A lot of people know that mentally ill individuals surround us and are integrated into our everyday lives. While mentally ill people aren’t as scary as most normalized personalities believe them to be, there are still dos and don’ts for mentally ill people. They aren’t things like “people with schizophrenia need muzzles so they don’t bite you”, but more like things you do out of respect for that person. A mentally ill person is still a person at the end of the day, and while they do need a little bit of special treatment, it doesn’t mean you shouldn’t value and respect them as their own people. So here we have a small guide of dos & don’ts for you to follow.
Don’t:
Tell a mentally ill person to change their attitude, especially if they have a mood or anxiety disorder. It’s much easier to say something like that to someone who’s struggling. However, that mentally ill person feels like the one asking them to change doesn’t understand that they don’t want to feel like this way. Briefly, it’s unhelpful.
Do:
Listen to their feelings. Their feelings run a lot deeper than assumed. People with anxiety disorders, mood disorders, or with a schizoaffective disorder have a hard time expressing their feelings without being overwhelmed. You need to be patient and calm with them until they’re able to communicate to you what they need.
Don’t:
Assume that all they need is tough love. While this might work on some people, it doesn’t work on everyone and can prompt feelings of anxiety, frustration, loneliness, anger, and overall get them overwhelmed very easily. Sure, you may be coming from a place of love, but it doesn’t always feel like it for a mentally ill person.

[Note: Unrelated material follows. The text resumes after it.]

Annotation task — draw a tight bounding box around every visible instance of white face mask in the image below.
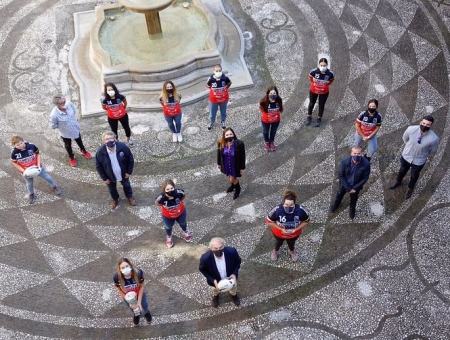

It can cause feelings of isolation and guilt if you provoke them with tough love.
Do:
If you do want to test out the tough love approach, try it out with something small. A lot of people with mental illnesses have difficulty cleaning or keeping tidy. Perhaps suggest they clean their room and see where it goes from there. Maybe it’ll help them.
Don’t:
A lot of us hear the words “your mental illness isn’t bad enough to count”. Every mental illness is valid no matter how important or meaningless it may seem. They tend to be overlooked because neurotypical people like to pretend that mental illnesses aren’t as bad as a physical illness until it gets to the point of a psychotic breakdown.
Do:
A lot of us mentally ill people appreciate those who can understand that we need some time to ourselves or that we need a little bit longer to do something. Our brains don’t process emotions, ideas, or anything of the sort at the same rate a neurotypical person does. It doesn’t mean we are stupid or ill-educated, our processing just isn’t the same as everyone else’s.
Don’t:
Assume a mentally ill person is not upset or bothered. Just because someone isn’t always able to convey what they need doesn’t invalidate their feelings towards a situation. Plus, sometimes neurodivergent people like myself use other forms of communication when they can’t get the words out. Don’t get angry or make them feel like they’re at fault for not being able to convey the issue with words. It is already hard and frustrating enough for us to try to explain what we’re feeling when we’re feeling sounds instead of words.
Do:
When people are just available to listen to me rant or understand noises, that’s helpful. We may need attention just as much as a rant does. Just like any neurotypical person, we do need to rant and express ourselves. Sometimes our way of expressing ourselves is just harder to understand. As stated in the precedent “don’t”, some of us make sounds and have difficulty expressing ourselves through words. It may seem silly, but it can honestly be as simple as a head pat; just try to figure it out with us. Stay calm, because you’re not helping anyone by telling us you don’t understand what we want, or that you’re feeling anxious because of us. Empathetic listening is the key. Try to understand the vibes coming off the person. Do they want attention? Are they frustrated? Say things like “I get that you’re feeling upset right now”. Let them know that you’re really listening to them and let them feel heard.